Rabbits fed diets rich in cholesterol develop many of the features of Alzheimer's disease, so they are used to model the disease. When scientists added copper supplements to the diets of these rabbits, they developed significantly more Alzheimer-type plaques and plaque precursors than rabbits that just ate cholesterol rich food. They also performed less well when learning a difficult conditioning task. The combination of copper and cholesterol may prevent the brain from removing β-amyloid, the protein that induces plaque formation (Proceedings of the National Academy of Sciences www.pnas.org/cgi/doi/10.1073/pnas.1832769100>).

Responding to an article in Psychologist (2003;16: 401), a reader says it is inappropriate to set oneself up as a psychotherapist and invite clients to sit in a room and engage in client centred therapy, and at the same time claim to offer no “interventive strategy.” Just sitting in the room with someone who regards you as their therapist constitutes an intervention.

Minerva smiles when people wince at the price of nicotine replacement therapy but still find the money to buy cigarettes. In Australia, the impact of tobacco tax reforms on tobacco use was closely observed. During the first two phases, the impact of the tax rise was offset by greater retail discounting, and the fall in smoking consumption was less than expected. In the third phase, smokers were unable to cushion themselves from the sharp price increases that occurred (smokers paid 25% more) and the fall in consumption was considerably higher than expected (Tobacco Control 2003;12(suppl II): ii59-66

As with old dogs, the nervous system seems limited in its capacity to learn with increasing age. Neuroscientists reporting in Nature Neuroscience (2003;advance online publication http://dx.doi.org/10.1038/nn1115>) watched naturally occurring rearrangements of axon terminals in mice. The neurons had been engineered to express a fluorescent protein, allowing the scientists to image individual nerve terminals over time. Growth and retraction took place rapidly in young mice, and remodelling decreased significantly by middle age.

Survivors of childhood cancer often need help from fertility services later in life. A strategy for fertility services (Human Fertility 2003;6: A1-40) says that oncology units should ensure that all competent females have the opportunity of discussing the preservation of their fertility by conservation of a sample of gonadal tissue or oocytes before toxic treatment or removal of ovarian tissue. Although cryopreservation is an experimental technique, preservation is intended to create future opportunities as techniques develop.

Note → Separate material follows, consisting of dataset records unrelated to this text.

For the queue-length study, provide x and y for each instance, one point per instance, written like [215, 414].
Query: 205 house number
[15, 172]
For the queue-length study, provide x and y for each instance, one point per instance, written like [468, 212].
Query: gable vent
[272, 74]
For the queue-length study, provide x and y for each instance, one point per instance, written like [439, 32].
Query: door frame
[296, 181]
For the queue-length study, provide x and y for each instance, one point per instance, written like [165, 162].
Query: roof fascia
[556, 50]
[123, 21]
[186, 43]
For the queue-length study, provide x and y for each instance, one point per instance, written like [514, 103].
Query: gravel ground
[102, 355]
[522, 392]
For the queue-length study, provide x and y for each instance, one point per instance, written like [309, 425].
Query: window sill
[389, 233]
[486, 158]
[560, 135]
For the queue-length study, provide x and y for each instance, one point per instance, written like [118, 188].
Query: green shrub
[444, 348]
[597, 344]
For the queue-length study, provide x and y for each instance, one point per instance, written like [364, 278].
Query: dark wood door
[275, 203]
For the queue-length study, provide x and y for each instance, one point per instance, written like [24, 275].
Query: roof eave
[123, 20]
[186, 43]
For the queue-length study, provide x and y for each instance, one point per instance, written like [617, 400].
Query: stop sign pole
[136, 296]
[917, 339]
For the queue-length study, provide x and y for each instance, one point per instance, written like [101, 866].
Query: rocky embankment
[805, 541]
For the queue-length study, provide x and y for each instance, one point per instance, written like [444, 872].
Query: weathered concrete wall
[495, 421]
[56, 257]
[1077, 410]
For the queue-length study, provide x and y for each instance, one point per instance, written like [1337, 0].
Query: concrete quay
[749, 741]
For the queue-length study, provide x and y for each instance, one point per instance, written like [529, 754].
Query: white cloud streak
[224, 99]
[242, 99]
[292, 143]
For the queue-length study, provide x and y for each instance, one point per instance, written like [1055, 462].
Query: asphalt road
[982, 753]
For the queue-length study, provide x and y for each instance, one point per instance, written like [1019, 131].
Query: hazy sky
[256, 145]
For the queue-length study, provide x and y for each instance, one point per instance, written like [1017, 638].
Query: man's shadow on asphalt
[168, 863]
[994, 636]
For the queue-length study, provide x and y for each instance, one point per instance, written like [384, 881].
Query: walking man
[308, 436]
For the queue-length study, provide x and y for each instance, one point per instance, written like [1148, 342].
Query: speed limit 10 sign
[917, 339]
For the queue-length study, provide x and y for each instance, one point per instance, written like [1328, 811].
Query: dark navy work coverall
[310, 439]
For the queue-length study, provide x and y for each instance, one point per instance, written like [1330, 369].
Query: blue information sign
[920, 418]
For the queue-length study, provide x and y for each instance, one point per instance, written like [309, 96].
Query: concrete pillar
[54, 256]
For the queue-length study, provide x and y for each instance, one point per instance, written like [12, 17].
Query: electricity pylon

Loosening your tie helps in hot weather, and it may also reduce your intraocular pressure. Twenty people with normal eyes and 20 patients with open angle glaucoma had their intraocular pressure checked with their shirt collar open and when wearing a tight tie. In both groups, intraocular pressure increased when the tie was worn; in some cases it went into the range where diagnosis and management could be affected ( British Journal of Ophthalmology 2003;87: 946-8).